1503 Bay Ave, Point Pleasant, New Jersey, The United States of America / MABU Architecture LLC

The American Institute of Architects(AIA) Design Award, Honor Award, New Jersey Chapter

A makeover of an ordinary commercial building that never got much of a second look. A modest sleight-of-hand rather than a grandiose, iconic architectural signature. As straight-forward in use as it is enigmatic in appearance. As if almost nothing had changed.

This project is a small warehouse located along a commercial strip in a mixed-use suburban neighborhood. Adjacent to an excavation company’s parking lot, down the street from a roadside motel, and mixed in with a collection of former single-family homes converted into professional offices, this renovation of a non-descript 1-story machine shop is situated within a scene of vernacular ubiquity - a place in which architecture appears to be conspicuously absent.

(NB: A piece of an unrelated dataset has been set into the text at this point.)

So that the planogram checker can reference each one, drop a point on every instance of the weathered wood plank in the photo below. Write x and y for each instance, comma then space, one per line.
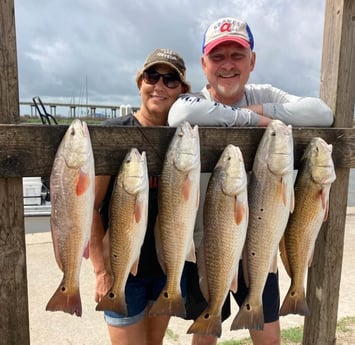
14, 320
110, 144
338, 90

The scope of work includes exterior and interior alterations to an existing primary structure, a new accessory structure, and general site improvements. A new site plan transforms what was an undeveloped lot into a multi-building complex with an integrated series of enclosed gardens and flexible work yards. The primary function of the new 2,000 SF program is the storage of commercial kitchen equipment. Storage, repair, and shipping activities are organized across a shared courtyard bookended by the old and new buildings. The main building doubles as a parttime showroom. Its key design feature is a public facade conceived of as an abstract, generic rectangle, with a blind entry door and no signage. It is compositionally clear, materially precise, but semantically blank. This building does not try to explain itself, put on a show, or beg for your attention. It is just there. Offering up a blank stare. Inspired by the “dead-pan” ethos of photographic documentaries of the “everyday”, such as Ed Rusha’s “26 Gasoline Stations”, as much as it is by the client’s desire for anonymity and modest budget, the new architecture is imbued with a “flat” affect that is both familiar and foreign. It aims to blur the line between what we understand as architecture versus not-architecture through the kind of attention that it seeks to engender - a “double take”.